Laying the groundwork, NBC and its cable partner, USA Network, televised eight straight nights of live prime-time coverage during the U.S. Olympic trials.

“This is the best thing that could happen — a generational superstar combined with unprecedented television coverage both at the trials and at the Games,” Schubert said.

Although Phelps certainly could have selfish reasons for wanting to increase swimming’s popularity, those around him say his passion is genuine. He really does want to take others along for the ride.

“I wish people could see how consistently he holds his priority to grow the sport of swimming above most other things in his professional career,” Carlisle said. “Sure, he benefits from that, but he’s not thinking about it that way. If there’s something he can do to help change the sport and benefit it 20 years down the road, he’s thinking along those lines.
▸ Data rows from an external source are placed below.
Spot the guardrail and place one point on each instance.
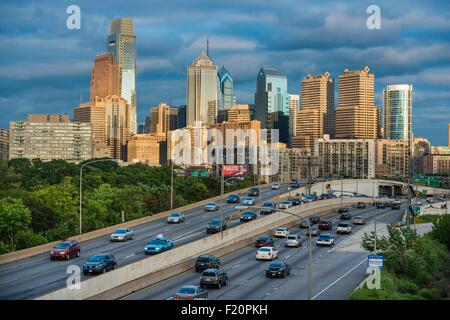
(138, 275)
(26, 253)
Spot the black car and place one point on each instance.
(278, 269)
(206, 262)
(253, 192)
(233, 198)
(296, 201)
(214, 277)
(314, 219)
(214, 226)
(264, 241)
(325, 225)
(268, 208)
(99, 263)
(248, 216)
(360, 205)
(345, 216)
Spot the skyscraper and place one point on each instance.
(122, 43)
(356, 114)
(202, 87)
(226, 97)
(271, 95)
(105, 77)
(397, 103)
(316, 116)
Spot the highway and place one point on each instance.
(37, 275)
(335, 273)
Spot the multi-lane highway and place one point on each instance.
(335, 273)
(37, 275)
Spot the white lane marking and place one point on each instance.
(339, 279)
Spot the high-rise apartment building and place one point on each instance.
(356, 115)
(226, 99)
(202, 91)
(44, 137)
(105, 77)
(163, 118)
(397, 107)
(110, 119)
(4, 144)
(122, 43)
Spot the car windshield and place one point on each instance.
(187, 290)
(62, 245)
(96, 258)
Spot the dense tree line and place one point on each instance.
(39, 201)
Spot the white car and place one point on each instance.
(344, 228)
(293, 241)
(281, 232)
(248, 201)
(266, 253)
(122, 234)
(285, 205)
(325, 240)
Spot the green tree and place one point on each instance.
(14, 217)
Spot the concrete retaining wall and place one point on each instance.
(155, 267)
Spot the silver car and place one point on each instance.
(175, 217)
(122, 234)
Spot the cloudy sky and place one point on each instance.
(45, 67)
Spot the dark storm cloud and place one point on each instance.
(44, 67)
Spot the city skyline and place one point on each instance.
(415, 53)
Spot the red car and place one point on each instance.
(65, 250)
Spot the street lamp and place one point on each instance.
(81, 185)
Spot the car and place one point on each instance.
(247, 216)
(214, 277)
(176, 217)
(314, 219)
(206, 262)
(249, 201)
(65, 250)
(325, 225)
(345, 216)
(158, 245)
(190, 293)
(344, 228)
(285, 205)
(342, 210)
(211, 206)
(293, 240)
(266, 253)
(99, 263)
(296, 201)
(268, 208)
(395, 206)
(214, 226)
(359, 220)
(360, 205)
(253, 192)
(278, 269)
(281, 232)
(325, 240)
(315, 231)
(233, 198)
(264, 241)
(303, 224)
(122, 234)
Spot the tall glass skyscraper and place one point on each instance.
(397, 102)
(122, 43)
(226, 98)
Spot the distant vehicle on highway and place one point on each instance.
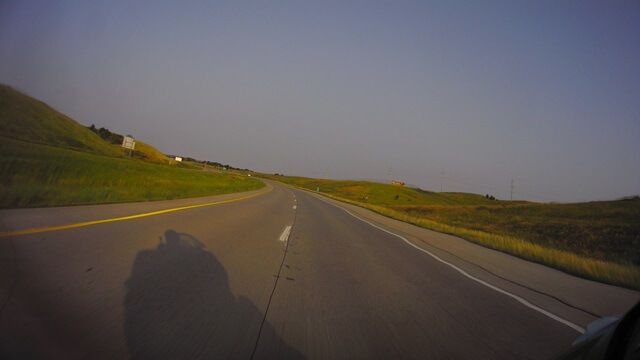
(610, 338)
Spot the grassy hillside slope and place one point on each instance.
(48, 159)
(30, 120)
(595, 240)
(27, 119)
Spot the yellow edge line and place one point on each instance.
(131, 217)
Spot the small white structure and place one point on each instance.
(128, 143)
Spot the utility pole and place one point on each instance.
(511, 197)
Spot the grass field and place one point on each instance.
(34, 175)
(594, 240)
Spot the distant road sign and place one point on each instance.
(128, 143)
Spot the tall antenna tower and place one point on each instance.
(511, 197)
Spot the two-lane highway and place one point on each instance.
(279, 275)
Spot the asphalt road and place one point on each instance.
(222, 281)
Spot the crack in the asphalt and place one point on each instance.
(505, 279)
(15, 278)
(275, 284)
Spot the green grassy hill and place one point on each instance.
(48, 159)
(27, 119)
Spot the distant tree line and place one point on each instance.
(107, 135)
(210, 163)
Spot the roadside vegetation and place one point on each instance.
(48, 159)
(34, 175)
(594, 240)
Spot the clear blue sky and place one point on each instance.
(546, 93)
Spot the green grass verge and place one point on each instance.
(35, 175)
(596, 240)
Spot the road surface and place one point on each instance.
(277, 273)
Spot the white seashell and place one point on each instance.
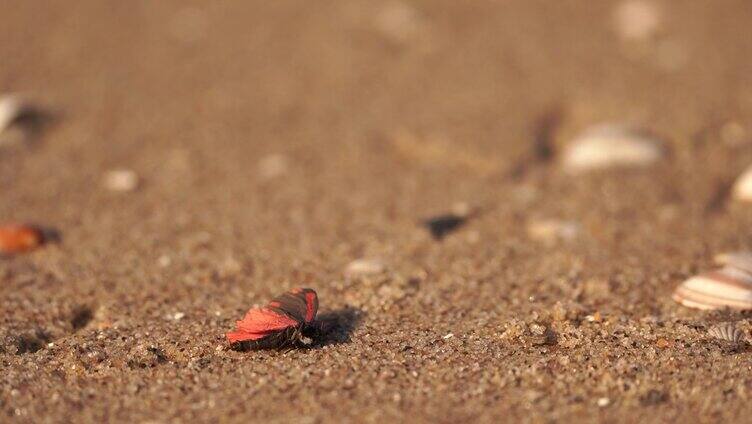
(742, 189)
(398, 21)
(549, 230)
(121, 180)
(727, 287)
(11, 108)
(636, 19)
(608, 146)
(272, 166)
(739, 260)
(364, 267)
(727, 331)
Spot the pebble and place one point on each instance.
(636, 20)
(121, 180)
(611, 146)
(364, 267)
(742, 189)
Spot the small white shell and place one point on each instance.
(609, 146)
(727, 287)
(121, 180)
(727, 331)
(636, 19)
(550, 230)
(742, 189)
(364, 267)
(10, 109)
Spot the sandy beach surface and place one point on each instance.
(275, 142)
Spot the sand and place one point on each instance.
(276, 142)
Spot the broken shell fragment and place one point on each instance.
(121, 180)
(727, 331)
(730, 286)
(611, 146)
(10, 110)
(364, 267)
(15, 238)
(550, 230)
(742, 189)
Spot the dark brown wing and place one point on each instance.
(299, 304)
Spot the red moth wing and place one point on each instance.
(259, 323)
(299, 303)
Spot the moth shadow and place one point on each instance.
(336, 327)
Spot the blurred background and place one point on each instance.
(198, 157)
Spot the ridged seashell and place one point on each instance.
(727, 331)
(15, 238)
(364, 267)
(730, 286)
(610, 146)
(742, 189)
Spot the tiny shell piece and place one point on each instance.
(15, 238)
(610, 146)
(364, 267)
(727, 331)
(549, 230)
(10, 109)
(742, 189)
(636, 19)
(121, 180)
(727, 287)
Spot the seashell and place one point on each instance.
(636, 19)
(729, 287)
(364, 267)
(742, 189)
(15, 238)
(121, 180)
(727, 331)
(11, 108)
(609, 146)
(273, 165)
(550, 230)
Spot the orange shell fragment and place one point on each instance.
(16, 238)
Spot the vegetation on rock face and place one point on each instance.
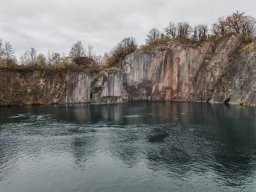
(81, 59)
(121, 50)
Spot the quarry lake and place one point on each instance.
(137, 146)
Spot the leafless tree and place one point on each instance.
(153, 36)
(183, 30)
(171, 30)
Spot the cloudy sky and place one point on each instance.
(57, 24)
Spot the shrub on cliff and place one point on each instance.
(121, 50)
(237, 23)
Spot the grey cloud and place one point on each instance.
(57, 24)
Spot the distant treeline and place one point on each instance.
(237, 23)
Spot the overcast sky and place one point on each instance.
(57, 24)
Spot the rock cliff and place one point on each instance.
(213, 72)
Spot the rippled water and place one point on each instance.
(140, 146)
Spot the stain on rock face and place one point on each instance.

He’s working very hard with us when we try to create sort of a new platform that hopefully can chip away at things.”

‘I hardly recognize the sport’
Not all the credit goes to Phelps.

Many within the tight-knit swimming community credit Chuck Wielgus, USA Swimming’s innovative executive director, for bringing the sport into a modern era. He was the right man for the Phelps generation, quickly recognizing that today’s fans aren’t content with just watching what’s going on in the water.

The Olympic trials were held in a temporary pool set up inside a sprawling, modern arena in downtown Omaha, Neb. There were pyrotechnics on the pool deck, a cascading green waterfall that spelled out the names of the winners, on-deck interviews conducted by 1976 gold medalist John Naber, and booming music each time the swimmers walked on deck for a race, like fighters heading to a title bout.

“I hardly recognize the sport,” said Biondi, star of the Seoul Games and leader in the fight to professionalize swimming in the late 1980s and early ’90s. “I love the green waterfall. I would like to see my name coming down that fall.”

Wielgus, who took over the organization in 1997, said his biggest accomplishment was something that went largely unnoticed unless you were a ticked-off swimming parent: USA Swimming doubled its annual dues from $25 to $50, then pumped most of that new revenue back into the sport. Half went to grass-roots programs and 25 percent was dedicated to marketing and promotion.

“Hats off to USA Swimming and Chuck Wielgus for embracing sports in the modern era,” Biondi said. “The old mold of AAU swimming, of doing it for the love of the sport, has been broken. They’re looking to the future in a very competitive market.”

Of course, it sure doesn’t hurt to have a star such as Phelps leading the way.

“He’s a special swimmer,” said Eddie Reese, coach of the U.S. men’s team. “One of a century.”